Berlín, Berlín: una comedia absurda con ritmo y actuaciones destacadas

La obra francesa ganadora del premio Molière llega al Teatro Apolo de Buenos Aires con un elenco de primer nivel y una puesta en escena que combina humor físico, espionaje y situaciones disparatadas.

Berlín, Berlín, uno de los estrenos más recientes del teatro comercial porteño, se presenta en el Teatro Apolo (Corrientes 1372) con funciones de miércoles a domingo. La obra, escrita por Patrick Haudecoeur y Gérald Sibleyras, fue galardonada con el premio Molière a la mejor comedia en Francia en 2022. La versión local cuenta con adaptación de Fernando Masllorens y Federico González del Pino, y dirección de Corina Fiorillo.

El elenco está encabezado por Pablo Rago, Fernanda Metilli, Maxi de la Cruz y Juan Pablo Geretto, acompañados por Lucía Adúriz, Daniel Campomenosi, Andrés Vicente y Marcelo Savignone. La historia transcurre en el Berlín Oriental de la Guerra Fría, antes de la caída del Muro. Emma y Ludwig intentan escapar hacia el lado occidental. Para ello, Emma consigue trabajo como cuidadora de la madre de Werner Hofmann, un agente de la Stasi. El departamento tiene un pasadizo secreto que lleva al otro lado, pero la situación se complica cuando Werner se enamora de Emma y el lugar se llena de espías, dobles agentes y enredos absurdos.

La puesta en escena se destaca por su ritmo vertiginoso, cambios rápidos de situación, puertas y escondites secretos, y una escenografía cinematográfica a cargo de Gonzalo Córdoba Estévez. El vestuario de Marlene Lievendag y la iluminación de Carolina Rabenstein contribuyen a crear una atmósfera opresiva pero humorística. La dirección de Fiorillo pone el foco en las actuaciones, con un elenco entrenado en clown, destreza física y comedia gestual. Se destaca el trabajo físico de Metilli, la complicidad de Rago con el público y la comicidad de Geretto, así como la solidez del resto del reparto.

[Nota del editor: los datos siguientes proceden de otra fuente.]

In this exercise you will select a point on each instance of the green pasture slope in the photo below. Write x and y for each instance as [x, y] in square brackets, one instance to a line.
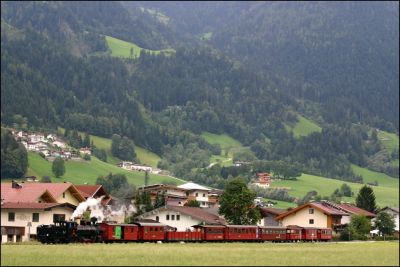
[386, 194]
[389, 140]
[203, 254]
[120, 48]
[80, 172]
[145, 156]
[229, 146]
[303, 127]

Si bien la obra hereda la tradición de la comedia francesa de Molière, no alcanza la misma ironía sofisticada ni la sátira social profunda. Algunos recursos, como los insultos repetitivos de la madre o la torpeza del marido, carecen de matices. Sin embargo, Berlín, Berlín se distingue en el panorama del teatro comercial por su lenguaje y estética propios, que no se limitan a copiar formatos de cine o series. La obra construye un mundo soviético reconocible, con una música enfática y majestuosa que refuerza la narración, y coloca el cuerpo y la actuación en el centro de la escena.